In 1886 hing in Parijs op een tentoonstelling van Franse impressionistische schilders een groot, zonnig doek van Georges Seurat, getiteld ‘Een zondagmiddag op het eiland La Grande Jatte’. Het werk was zorgvuldig opgebouwd uit kleine verfstippen en veroorzaakte een storm van reacties. De kunstcriticus Félix Fénéon noemde Seurats stippeltechniek ‘neo-impressionisme’, een term die daarna blijvend gehanteerd zou worden voor het werk van Seurat, Paul Signac en hun navolgers. In feite bouwden de neo-impressionisten voort op het impressionisme van Claude Monet en zijn kring, schilders die en plein air de wisselende effecten van het zonlicht vastlegden in heldere kleuren en snelle, spontaan neergezette penseelstreken. Maar hun werk was ook een reactie op het vluchtige karakter van het impressionisme: Seurat en de zijnen gebruikten hun kleine en ordelijk geplaatste kleurstippen om het blijvende, wezenlijke van de natuur te verbeelden. Zij maakten daarbij gebruik van 19e-eeuwse wetenschappelijke theorieën over de waarneming en werking van licht en kleur van Michel-Eugène Chevreuil. Diens ‘chromatische cirkel’ toonde dat optische kleurmenging plaatsvindt bij waarneming op afstand en dat de drie primaire kleuren van het zonnespectrum, rood, geel en blauw een complementaire kleur hebben (groen, paars en oranje), die hen versterkt. Door het stippelen en de nabijheid van deze tegenhanger krijgen de kleuren op het doek een tinteling die de indruk geeft van een warm, vibrerend (zon)licht.

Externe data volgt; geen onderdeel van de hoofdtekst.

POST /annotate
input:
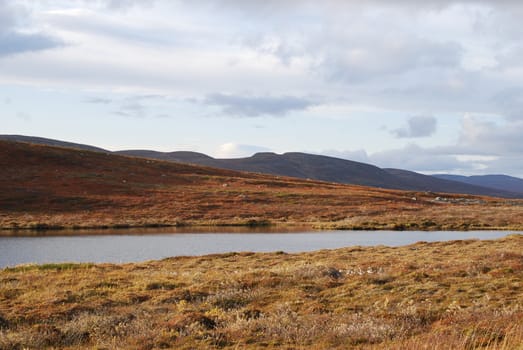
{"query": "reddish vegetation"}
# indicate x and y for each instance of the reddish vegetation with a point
(42, 186)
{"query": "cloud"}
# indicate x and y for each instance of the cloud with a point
(99, 100)
(255, 106)
(418, 126)
(132, 109)
(13, 40)
(233, 150)
(479, 136)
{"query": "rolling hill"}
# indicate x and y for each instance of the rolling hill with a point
(500, 182)
(324, 168)
(55, 187)
(319, 167)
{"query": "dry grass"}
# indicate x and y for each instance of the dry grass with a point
(47, 187)
(445, 295)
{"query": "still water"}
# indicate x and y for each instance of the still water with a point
(140, 245)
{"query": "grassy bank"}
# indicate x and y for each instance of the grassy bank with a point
(445, 295)
(51, 188)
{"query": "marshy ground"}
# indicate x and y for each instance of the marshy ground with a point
(444, 295)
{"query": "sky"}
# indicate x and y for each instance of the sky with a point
(431, 86)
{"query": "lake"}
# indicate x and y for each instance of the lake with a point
(140, 245)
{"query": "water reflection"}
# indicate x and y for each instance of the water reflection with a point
(140, 245)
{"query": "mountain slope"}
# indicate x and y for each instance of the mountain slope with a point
(500, 182)
(309, 166)
(50, 142)
(45, 186)
(324, 168)
(422, 182)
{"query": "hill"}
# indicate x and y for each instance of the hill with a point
(50, 142)
(45, 187)
(319, 167)
(500, 182)
(324, 168)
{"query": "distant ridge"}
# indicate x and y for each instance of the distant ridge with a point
(317, 167)
(50, 142)
(500, 182)
(324, 168)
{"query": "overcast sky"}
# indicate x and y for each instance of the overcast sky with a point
(430, 86)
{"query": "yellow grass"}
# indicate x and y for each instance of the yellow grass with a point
(446, 295)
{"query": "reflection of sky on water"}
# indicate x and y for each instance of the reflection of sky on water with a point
(125, 247)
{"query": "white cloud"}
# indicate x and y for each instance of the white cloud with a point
(234, 150)
(255, 106)
(418, 126)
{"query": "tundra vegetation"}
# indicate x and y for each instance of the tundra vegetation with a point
(444, 295)
(44, 187)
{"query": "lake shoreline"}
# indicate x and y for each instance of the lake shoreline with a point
(36, 229)
(437, 294)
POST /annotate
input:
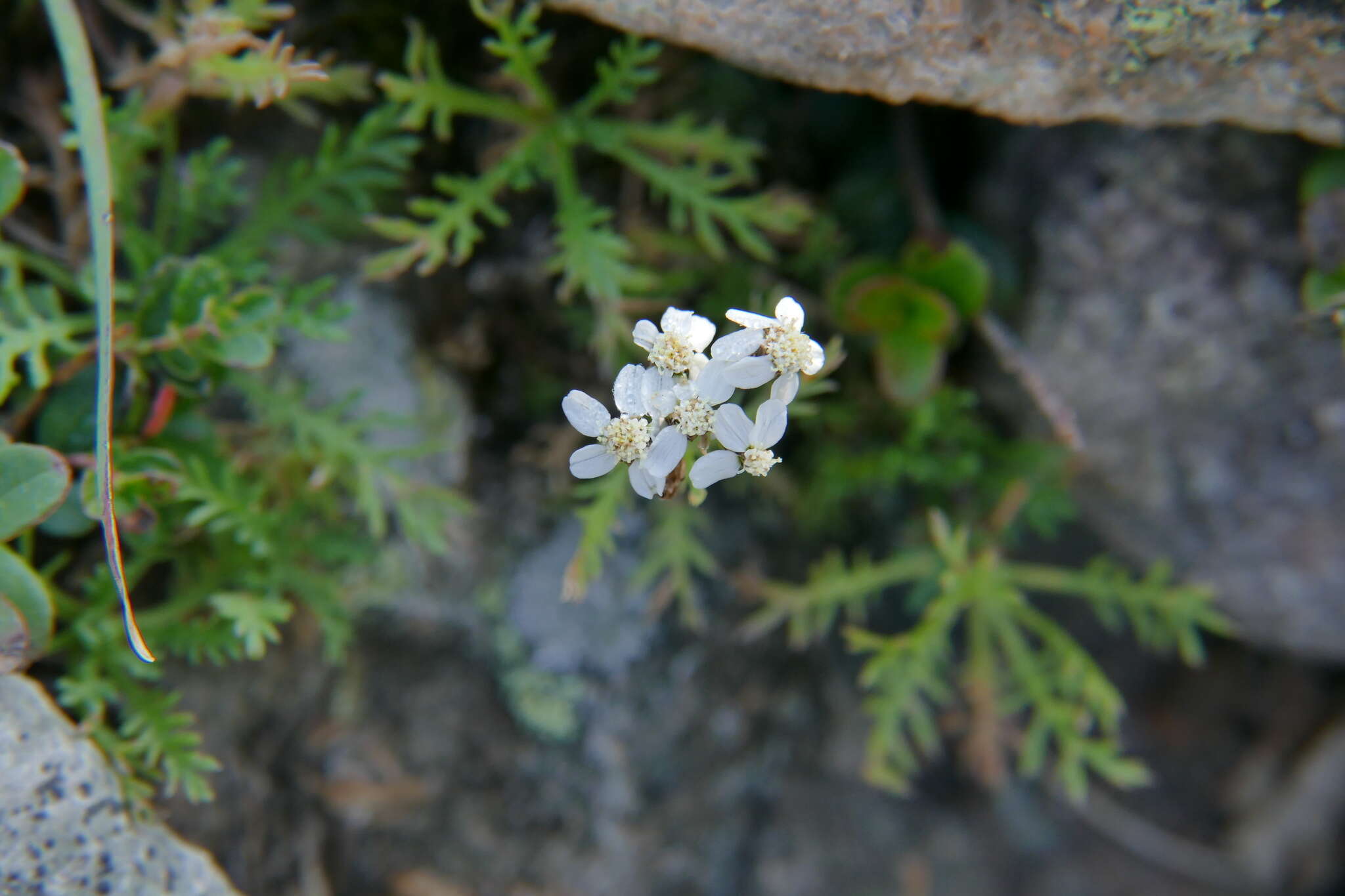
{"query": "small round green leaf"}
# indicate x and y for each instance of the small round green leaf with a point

In Nederland verspreidde het neo-impressionisme zich vooral via Jan Toorop. Deze kwam ermee in aanraking via de Belgische kunstenaarsgroep Les Vingt, waar hij vanaf 1884, gedurende zijn verblijf in Brussel (1883-1890), deel van uitmaakte. Hij was één van de twintig vaste leden van deze avant-gardegroep en de enige Nederlander tussen beroemdheden als Ensor, Anna Boch en Seurats Belgische volgelingen Théo van Rysselberghe en Henri van de Velde. In 1887 organiseerde Les Vingt in België één van de eerste tentoonstellingen van neo-impressionisten buiten Frankrijk. Daar hingen ook gepointilleerde doeken van Toorop, die overigens in 1888 alweer zou overgaan tot een eigenzinnige behandeling van Seurats pointillisme. Dankzij Toorop werd in 1889 het neo-impressionisme voor het eerst in Amsterdam getoond. Het Hollandse publiek, gewend aan de groene Hollandse landschappen en de stevige toets van de Haagse School, kon niet warm lopen voor de ‘stippelmanie der vibristen’, zoals de neo-impressionisten spottend genoemd werden. Desondanks organiseerde hij in 1892 bij de Haagsche Kunstkring een tweede tentoonstelling van Les Vingt. Deze keer raakte een groep schilders in Leiden en Den Haag geïnspireerd, onder wie Johan Thorn Prikker, Jan Aarts, Jan Vijlbrief en H.P. Bremmer, die in de periode 1893-1895 een aantal pointillistische stillevens schilderde en invloed had op schilders als Herman van Daalhoff, Jaap Nieweg en Jo Koster.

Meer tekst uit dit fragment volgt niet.